¿Reluce todo el oro?

Tal vez sea el momento de proponérselo, piensa Nuria. Los dos se encuentran más cerca de los treinta y cinco que de los treinta. Llevan casi cuatro años juntos. Ambos tienen una situación económica y profesional muy dichosa. Apenas quedan cosas nuevas por hacer. Apenas hay excusas que poner para no acceder al siguiente estadio.

Para dar pomposidad al asunto, Nuria decide reservar una mesa en el restaurante preferido de los dos. El ambiente es cálido, romántico, poco menos que solemne para las ocasiones más especiales.

En el instante en que entran en la sala, ella considera que tal vez lo mejor sería romper los preámbulos habituales e ir al grano. Para ello, nada más sentarse, comienza a respirar dentro de la mayor calma posible, con firmeza y total decisión.

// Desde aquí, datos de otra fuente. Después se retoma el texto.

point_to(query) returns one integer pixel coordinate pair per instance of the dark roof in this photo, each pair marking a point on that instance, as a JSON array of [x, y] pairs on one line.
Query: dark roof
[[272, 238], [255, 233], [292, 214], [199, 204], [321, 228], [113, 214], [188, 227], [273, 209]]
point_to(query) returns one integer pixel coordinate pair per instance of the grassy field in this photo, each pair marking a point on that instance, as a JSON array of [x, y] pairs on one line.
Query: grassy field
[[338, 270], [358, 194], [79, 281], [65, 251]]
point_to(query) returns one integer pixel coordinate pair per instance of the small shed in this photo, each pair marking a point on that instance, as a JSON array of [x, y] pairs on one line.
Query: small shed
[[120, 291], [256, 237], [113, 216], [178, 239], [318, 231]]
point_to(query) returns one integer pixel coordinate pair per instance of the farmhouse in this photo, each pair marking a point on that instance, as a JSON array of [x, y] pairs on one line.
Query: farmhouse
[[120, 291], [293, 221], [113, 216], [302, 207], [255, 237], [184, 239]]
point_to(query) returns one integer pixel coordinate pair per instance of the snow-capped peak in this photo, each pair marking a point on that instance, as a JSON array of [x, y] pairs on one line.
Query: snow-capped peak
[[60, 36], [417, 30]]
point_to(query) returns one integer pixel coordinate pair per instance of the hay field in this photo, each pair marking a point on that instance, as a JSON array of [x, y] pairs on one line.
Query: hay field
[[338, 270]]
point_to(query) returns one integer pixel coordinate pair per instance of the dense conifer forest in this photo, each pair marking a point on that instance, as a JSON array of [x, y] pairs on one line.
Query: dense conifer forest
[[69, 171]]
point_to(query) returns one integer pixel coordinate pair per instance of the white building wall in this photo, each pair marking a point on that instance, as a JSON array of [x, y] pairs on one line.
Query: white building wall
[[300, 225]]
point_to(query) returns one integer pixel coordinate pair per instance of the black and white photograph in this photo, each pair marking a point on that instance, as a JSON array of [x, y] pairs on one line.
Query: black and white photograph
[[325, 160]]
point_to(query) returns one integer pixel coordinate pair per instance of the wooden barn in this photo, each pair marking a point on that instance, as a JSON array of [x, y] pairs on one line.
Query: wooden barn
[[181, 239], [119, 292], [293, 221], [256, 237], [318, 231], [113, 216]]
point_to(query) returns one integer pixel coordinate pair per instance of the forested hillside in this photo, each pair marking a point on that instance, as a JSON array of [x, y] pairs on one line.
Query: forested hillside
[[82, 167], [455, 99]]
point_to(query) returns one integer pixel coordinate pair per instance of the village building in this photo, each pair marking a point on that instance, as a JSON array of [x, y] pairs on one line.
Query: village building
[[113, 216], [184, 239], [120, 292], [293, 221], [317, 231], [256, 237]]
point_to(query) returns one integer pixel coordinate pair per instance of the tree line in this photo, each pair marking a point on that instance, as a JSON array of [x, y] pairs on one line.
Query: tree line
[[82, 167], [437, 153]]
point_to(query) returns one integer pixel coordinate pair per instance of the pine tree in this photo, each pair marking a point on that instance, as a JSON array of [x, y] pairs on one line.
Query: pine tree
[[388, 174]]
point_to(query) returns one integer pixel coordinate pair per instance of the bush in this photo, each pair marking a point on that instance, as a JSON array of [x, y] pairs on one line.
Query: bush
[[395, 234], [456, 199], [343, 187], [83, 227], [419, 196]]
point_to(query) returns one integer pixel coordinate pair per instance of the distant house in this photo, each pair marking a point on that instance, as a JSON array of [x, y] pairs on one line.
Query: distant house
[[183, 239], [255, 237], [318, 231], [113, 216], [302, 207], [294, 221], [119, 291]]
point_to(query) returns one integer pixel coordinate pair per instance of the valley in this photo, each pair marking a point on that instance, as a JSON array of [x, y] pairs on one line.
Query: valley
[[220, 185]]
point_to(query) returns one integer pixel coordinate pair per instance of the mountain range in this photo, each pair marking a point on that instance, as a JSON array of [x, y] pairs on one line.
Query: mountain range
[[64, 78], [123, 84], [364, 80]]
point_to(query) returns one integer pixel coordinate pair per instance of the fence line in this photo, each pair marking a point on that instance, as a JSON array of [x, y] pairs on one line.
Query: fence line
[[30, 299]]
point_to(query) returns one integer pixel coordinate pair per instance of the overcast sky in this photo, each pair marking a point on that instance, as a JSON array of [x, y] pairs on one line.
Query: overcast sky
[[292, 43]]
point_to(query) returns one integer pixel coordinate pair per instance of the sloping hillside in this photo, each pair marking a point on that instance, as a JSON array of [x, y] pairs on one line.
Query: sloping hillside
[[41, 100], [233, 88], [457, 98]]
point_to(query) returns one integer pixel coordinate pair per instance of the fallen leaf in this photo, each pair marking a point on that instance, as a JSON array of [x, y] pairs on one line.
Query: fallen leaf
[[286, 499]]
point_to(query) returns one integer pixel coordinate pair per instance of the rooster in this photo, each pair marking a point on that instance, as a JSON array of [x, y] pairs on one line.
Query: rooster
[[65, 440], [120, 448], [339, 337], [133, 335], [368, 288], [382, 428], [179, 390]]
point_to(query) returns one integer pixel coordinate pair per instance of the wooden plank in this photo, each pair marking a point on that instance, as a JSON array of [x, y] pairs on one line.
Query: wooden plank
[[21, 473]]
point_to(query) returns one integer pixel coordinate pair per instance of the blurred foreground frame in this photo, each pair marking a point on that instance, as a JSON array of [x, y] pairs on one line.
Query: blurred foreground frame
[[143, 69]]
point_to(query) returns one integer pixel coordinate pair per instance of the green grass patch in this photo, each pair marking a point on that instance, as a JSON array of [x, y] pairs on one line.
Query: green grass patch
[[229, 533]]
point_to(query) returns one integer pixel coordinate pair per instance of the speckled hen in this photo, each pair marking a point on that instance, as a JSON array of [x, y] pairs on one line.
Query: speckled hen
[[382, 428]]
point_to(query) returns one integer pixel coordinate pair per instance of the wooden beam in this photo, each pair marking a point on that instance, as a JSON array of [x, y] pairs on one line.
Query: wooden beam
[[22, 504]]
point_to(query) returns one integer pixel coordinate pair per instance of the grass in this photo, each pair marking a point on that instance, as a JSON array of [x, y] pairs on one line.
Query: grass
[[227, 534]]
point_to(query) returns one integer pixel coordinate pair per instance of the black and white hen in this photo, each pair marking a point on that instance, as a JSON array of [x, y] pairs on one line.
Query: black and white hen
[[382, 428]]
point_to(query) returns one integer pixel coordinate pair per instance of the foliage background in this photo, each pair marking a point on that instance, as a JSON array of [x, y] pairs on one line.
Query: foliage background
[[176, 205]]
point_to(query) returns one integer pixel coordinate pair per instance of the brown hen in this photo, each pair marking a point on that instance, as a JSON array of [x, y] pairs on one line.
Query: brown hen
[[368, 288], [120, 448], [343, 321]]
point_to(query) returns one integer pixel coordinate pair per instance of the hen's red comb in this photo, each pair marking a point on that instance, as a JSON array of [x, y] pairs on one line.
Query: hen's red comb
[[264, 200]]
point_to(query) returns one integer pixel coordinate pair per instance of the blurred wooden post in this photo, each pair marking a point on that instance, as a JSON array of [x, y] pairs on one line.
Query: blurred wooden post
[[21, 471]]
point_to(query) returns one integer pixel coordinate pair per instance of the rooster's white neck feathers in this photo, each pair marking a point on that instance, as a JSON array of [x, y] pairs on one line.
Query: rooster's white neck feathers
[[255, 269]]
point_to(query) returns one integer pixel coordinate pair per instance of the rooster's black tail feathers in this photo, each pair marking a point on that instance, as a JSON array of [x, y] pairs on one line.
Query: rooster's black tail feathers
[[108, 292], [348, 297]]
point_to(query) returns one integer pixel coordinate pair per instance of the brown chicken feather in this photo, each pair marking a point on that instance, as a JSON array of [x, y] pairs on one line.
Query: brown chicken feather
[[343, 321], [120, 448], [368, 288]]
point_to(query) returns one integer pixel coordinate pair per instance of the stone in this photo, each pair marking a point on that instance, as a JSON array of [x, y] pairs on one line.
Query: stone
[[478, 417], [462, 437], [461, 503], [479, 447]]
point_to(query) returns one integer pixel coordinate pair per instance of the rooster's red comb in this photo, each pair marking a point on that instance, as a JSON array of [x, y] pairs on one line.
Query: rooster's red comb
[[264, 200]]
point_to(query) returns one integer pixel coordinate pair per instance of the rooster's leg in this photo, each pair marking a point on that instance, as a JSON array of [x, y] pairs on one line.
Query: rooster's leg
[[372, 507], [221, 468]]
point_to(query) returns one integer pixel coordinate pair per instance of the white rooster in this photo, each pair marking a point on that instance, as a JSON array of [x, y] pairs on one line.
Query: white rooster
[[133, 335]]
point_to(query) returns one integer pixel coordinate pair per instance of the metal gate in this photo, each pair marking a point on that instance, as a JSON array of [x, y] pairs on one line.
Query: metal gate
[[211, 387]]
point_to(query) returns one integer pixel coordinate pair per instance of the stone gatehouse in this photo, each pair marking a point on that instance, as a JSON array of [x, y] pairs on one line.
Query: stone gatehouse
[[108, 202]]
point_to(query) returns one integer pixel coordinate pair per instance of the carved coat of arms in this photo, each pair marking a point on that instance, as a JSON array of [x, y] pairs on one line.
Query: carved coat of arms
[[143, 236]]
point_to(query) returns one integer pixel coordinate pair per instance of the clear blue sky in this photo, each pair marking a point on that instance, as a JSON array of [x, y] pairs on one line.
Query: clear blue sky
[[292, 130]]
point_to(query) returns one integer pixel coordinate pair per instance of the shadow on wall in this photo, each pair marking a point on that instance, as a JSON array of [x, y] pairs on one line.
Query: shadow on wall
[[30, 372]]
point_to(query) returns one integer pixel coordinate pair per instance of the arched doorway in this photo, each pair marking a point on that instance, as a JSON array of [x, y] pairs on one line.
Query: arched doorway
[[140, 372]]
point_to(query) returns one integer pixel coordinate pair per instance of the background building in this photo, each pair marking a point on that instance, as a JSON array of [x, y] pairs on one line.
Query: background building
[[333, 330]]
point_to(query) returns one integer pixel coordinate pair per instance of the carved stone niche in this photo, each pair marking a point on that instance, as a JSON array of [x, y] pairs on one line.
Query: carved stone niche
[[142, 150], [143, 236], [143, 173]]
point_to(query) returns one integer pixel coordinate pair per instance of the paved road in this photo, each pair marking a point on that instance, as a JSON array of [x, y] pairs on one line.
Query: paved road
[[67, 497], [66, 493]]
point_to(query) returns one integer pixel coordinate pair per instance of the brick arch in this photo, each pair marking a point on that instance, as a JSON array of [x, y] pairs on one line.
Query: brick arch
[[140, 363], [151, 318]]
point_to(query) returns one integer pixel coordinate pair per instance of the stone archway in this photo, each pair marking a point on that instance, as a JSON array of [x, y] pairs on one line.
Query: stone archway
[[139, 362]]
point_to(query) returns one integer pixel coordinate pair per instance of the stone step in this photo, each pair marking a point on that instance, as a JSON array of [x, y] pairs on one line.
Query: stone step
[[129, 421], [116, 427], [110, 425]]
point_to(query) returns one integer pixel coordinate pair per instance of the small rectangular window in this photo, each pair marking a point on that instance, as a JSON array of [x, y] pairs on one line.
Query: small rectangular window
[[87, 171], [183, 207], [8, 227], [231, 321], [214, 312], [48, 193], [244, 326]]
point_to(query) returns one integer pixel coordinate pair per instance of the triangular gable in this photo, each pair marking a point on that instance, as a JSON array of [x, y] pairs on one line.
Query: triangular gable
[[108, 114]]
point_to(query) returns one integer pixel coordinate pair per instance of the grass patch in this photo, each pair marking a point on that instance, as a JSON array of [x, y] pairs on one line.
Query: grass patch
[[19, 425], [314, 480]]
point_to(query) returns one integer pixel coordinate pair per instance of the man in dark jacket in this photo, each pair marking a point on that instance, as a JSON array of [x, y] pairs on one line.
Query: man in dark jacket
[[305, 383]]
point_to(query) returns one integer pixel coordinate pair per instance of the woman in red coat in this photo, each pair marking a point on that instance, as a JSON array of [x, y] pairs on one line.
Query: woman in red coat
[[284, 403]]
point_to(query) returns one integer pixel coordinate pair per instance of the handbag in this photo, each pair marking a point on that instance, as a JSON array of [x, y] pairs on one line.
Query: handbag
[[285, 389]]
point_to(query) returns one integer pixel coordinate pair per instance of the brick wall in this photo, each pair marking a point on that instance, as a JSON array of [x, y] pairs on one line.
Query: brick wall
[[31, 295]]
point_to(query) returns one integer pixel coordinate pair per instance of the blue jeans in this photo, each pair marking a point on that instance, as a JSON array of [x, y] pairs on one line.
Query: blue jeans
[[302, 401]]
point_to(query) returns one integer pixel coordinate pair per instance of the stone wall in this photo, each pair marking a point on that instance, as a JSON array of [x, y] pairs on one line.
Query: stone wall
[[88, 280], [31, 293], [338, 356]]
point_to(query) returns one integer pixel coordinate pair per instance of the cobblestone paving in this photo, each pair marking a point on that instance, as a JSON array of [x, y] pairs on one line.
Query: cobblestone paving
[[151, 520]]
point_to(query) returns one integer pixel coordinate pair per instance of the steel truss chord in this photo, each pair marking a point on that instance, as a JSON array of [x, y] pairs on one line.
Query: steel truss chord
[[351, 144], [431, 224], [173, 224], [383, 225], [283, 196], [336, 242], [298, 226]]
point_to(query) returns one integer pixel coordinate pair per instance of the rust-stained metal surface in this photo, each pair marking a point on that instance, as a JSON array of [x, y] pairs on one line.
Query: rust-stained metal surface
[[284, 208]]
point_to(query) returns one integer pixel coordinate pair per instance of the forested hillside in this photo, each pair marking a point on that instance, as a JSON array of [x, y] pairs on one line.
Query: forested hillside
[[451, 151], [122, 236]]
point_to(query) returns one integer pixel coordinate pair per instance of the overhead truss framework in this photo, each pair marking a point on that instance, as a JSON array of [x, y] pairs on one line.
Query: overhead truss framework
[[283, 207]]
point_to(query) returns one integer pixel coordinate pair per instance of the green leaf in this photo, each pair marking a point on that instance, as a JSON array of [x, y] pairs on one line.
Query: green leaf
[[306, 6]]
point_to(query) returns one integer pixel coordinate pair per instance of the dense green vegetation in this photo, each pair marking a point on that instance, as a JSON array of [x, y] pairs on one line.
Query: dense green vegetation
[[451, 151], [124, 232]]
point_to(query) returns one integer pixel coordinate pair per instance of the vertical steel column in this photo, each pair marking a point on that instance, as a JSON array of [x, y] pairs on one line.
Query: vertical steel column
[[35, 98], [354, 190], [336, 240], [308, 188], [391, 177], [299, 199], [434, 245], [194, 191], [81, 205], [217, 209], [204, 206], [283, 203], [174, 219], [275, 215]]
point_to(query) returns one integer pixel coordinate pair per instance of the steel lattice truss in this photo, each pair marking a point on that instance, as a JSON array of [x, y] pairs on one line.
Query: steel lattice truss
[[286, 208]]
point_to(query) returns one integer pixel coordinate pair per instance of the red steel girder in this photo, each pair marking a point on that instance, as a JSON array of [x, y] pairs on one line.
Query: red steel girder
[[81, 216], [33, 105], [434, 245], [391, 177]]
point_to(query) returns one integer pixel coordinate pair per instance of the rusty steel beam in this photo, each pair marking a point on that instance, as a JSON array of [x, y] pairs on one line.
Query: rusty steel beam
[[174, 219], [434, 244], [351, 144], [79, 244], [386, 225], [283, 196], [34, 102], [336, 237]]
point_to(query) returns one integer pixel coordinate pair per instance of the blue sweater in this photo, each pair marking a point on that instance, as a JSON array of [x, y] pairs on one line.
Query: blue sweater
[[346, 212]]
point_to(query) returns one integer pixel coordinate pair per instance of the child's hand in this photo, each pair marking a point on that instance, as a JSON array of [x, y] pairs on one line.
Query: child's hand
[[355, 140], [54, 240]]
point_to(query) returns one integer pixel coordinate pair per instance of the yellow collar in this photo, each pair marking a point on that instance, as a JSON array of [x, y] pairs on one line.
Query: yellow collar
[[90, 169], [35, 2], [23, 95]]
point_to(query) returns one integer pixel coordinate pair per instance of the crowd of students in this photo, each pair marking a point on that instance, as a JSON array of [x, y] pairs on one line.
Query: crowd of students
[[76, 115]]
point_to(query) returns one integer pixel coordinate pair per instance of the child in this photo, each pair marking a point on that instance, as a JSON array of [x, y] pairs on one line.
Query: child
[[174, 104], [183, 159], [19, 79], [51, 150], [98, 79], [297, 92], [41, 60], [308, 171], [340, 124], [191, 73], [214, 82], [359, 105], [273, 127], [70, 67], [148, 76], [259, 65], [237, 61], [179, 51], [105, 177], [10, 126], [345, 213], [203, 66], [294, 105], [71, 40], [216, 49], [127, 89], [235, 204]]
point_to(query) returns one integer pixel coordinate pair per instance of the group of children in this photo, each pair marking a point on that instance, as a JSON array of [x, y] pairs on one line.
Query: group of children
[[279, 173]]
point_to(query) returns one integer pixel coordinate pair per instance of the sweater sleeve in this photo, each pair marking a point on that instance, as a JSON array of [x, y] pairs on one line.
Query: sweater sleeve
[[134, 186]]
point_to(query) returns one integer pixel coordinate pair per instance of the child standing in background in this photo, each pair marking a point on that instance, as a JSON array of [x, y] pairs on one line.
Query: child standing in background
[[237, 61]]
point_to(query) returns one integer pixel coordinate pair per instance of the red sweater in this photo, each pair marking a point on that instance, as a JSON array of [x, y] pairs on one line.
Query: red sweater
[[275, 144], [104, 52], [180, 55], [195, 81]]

Les entregan de inmediato esa carta que conocen de pe a pa. Para complementar a la brandada de bacalao inicial, ella encarga el sencillo steak tartar de atún y Rafa su clásico churrasco a la pimienta. Después charlan brevemente sobre el vino con el maître, lo que implica finalmente la aparición de un crianza de Vega Sicilia, desconocido para ellos hasta entonces.

Como es habitual, el vino es servido poco después. Rafa dispensa el tradicional momento de degustación, confiando en su reputada fama. Justo después del brindis rutinario, Nuria se arma de valor y empieza a hablar de aquello que lleva semanas merodeando por su cabeza.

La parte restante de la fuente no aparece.